Kendrick Lamar performing at Øyafestivalen in 2013 [Source: Kim Erlandsen, NRK P3]

Comparatively, Caste by Isabelle Wilkerson, a Pulitzer Prize-winning book, is a robust history that chronicles the foreground of the US racial tensions we observe today. Largely, the book consists of a profoundly regrettable collection of casualties and acts of racism throughout American history.  While powerful as a historical reference, social commentary, and traditional piece of journalism, Caste remains somewhat impersonal, missing the narrative that Lamar provides with his music. 

Lamar’s creation exists in a gray area between journalism and art, but the product is essential for grasping the bigger picture of racism and how it personally affects respective populations in the United States, although it lacks what the American Press Institute would traditionally label as journalism since Lamar does not, “Maintain independence of those they cover.” 

Instead, Lamar’s introspection, or self-coverage, is what makes his story resonate, giving it extra value in today’s racially charged context. Personal narrative journalism and podcasting, a study by Mia Lindgrom and Speaking Personally by Rosalind Coward implore the wide acknowledgment of “confessional storytelling,” as an increasingly essential aspect of journalism. The internal struggle and things not directly observed in photos, videos, or statistics, are often vacant or glossed over in more traditional forms of journalism that target non-bias, making the personal narrative a particularly powerful tool for conveying human stories. 

“Wicked or weakness; you decide, are we gonna live or die.” BLOOD, the first song on DAMN, paints a picture where Lamar offers to help a struggling elderly woman who lost something, who in return, tells him he will lose his life. This is followed by an ambiguous sound, almost resembling a gunshot, and the words, “Am I wicked?” 

It’s not immediately obvious that someone might think of themselves as wicked because of how society boxed them according to the color of their skin. This social provocation may itself cause someone to be wicked — or vindictive; or alternatively, as Lamar suggests, make them feel weak because they are a victim of social packaging. 

The chasms Lamar describes are dangerous to one’s identity.

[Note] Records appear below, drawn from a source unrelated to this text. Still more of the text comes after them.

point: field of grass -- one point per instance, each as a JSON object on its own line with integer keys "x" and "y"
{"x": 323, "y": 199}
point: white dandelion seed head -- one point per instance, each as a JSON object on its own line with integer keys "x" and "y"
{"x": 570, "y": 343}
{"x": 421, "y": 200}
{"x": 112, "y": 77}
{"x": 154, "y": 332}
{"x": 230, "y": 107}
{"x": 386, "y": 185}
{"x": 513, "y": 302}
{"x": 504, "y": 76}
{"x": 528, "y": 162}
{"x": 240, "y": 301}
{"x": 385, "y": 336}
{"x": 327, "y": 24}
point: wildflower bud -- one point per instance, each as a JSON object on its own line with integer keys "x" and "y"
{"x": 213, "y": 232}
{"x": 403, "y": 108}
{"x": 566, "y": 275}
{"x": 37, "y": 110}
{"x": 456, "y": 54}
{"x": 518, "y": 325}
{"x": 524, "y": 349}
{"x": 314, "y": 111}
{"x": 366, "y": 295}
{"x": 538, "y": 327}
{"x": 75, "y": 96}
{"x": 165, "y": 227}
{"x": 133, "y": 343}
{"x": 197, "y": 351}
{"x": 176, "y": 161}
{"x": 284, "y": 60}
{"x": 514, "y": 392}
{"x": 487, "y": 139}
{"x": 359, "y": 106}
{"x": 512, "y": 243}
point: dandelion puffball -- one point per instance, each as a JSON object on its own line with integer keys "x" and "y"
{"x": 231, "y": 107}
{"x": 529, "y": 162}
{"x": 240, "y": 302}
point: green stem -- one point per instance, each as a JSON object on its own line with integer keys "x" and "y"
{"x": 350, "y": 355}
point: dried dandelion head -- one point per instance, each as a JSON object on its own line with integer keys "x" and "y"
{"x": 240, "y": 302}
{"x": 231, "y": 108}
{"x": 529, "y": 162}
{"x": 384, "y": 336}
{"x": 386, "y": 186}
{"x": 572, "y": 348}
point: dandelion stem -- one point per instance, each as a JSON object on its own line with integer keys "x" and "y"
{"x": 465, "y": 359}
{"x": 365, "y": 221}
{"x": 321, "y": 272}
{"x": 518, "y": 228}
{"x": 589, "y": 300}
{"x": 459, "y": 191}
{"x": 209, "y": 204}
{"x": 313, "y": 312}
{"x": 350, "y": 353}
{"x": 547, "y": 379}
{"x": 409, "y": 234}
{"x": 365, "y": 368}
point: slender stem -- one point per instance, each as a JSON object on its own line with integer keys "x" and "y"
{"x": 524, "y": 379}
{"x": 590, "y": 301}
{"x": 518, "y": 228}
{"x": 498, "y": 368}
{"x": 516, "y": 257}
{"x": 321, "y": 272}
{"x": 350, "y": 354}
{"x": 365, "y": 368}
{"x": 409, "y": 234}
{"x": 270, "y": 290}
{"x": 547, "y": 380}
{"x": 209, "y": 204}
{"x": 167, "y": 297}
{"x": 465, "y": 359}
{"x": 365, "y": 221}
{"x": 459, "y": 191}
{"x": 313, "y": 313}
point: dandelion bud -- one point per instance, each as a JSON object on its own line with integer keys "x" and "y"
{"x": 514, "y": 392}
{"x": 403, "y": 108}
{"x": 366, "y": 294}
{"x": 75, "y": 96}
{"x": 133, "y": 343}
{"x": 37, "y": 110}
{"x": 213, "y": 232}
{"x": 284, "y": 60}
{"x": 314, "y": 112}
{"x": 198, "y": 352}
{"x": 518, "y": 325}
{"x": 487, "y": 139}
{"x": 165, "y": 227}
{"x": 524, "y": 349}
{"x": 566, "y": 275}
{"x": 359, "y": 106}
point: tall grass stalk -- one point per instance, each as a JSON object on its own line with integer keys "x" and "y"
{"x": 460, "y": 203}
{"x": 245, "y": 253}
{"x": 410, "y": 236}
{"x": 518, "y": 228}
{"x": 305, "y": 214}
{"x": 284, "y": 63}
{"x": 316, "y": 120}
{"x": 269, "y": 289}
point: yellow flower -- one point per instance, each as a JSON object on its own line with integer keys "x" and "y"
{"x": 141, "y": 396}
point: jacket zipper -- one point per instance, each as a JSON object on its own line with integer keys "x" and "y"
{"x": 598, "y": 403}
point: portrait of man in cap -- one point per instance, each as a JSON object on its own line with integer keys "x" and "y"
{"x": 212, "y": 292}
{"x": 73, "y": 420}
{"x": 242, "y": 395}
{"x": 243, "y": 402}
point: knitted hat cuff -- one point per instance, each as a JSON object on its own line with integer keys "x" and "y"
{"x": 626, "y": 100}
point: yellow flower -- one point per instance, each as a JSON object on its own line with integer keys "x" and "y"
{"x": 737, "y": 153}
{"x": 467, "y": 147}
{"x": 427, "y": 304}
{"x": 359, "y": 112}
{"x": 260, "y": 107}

Lamar is dealing with a layer cake of cognitive dissonance as a product of his race. Proud of who he is, he receives constant social reminders that he shouldn’t be; perpetuating the unresolvable dichotomies coexisting within Lamar’s identity. He can’t win.

This destructive cycle of socially inflicted personal conflict may otherwise remain a facet of racial tensions that never surfaced were it not for the work of Lamar and similar artists. In the context of George Floyd and Breonna Taylor’s deaths, this album strikes an extra chord.

Lamar is an artist, whose work, given its relevance to socially pertinent issues, bleeds into journalism, even quietly remarking on the role of media in race relations.

While Lamar doesn’t perform interviews in a traditional sense, he does collect additional sources, a duty essential to journalism, according to the American Press Institute. At the end of BLOOD, Lamar uses a sound clip with commentary on his work from an unknown media source. 

We hear a man’s voice, “Lamar stated his views on police brutality with his line in that song quote ‘and we hate the po-po, wanna kill us in the street, fo sho.’ A female chimes in, ‘Oh please, I don’t like it.” 

Perhaps ironically, her words are no more objective, truthful, or essential to the conversation than Lamar’s artistry, yet from the clip, it is apparent that she works under the guise of journalism.

Though he never cites the media source, which is the responsibility of a journalist, its integration into his music helps drive his narrative home. Ultimately, Lamar exposes the unremitting and profound internal struggles of the black community that remain largely unexplored in America today, leaving Lamar somewhere in the gray area between artist and journalist.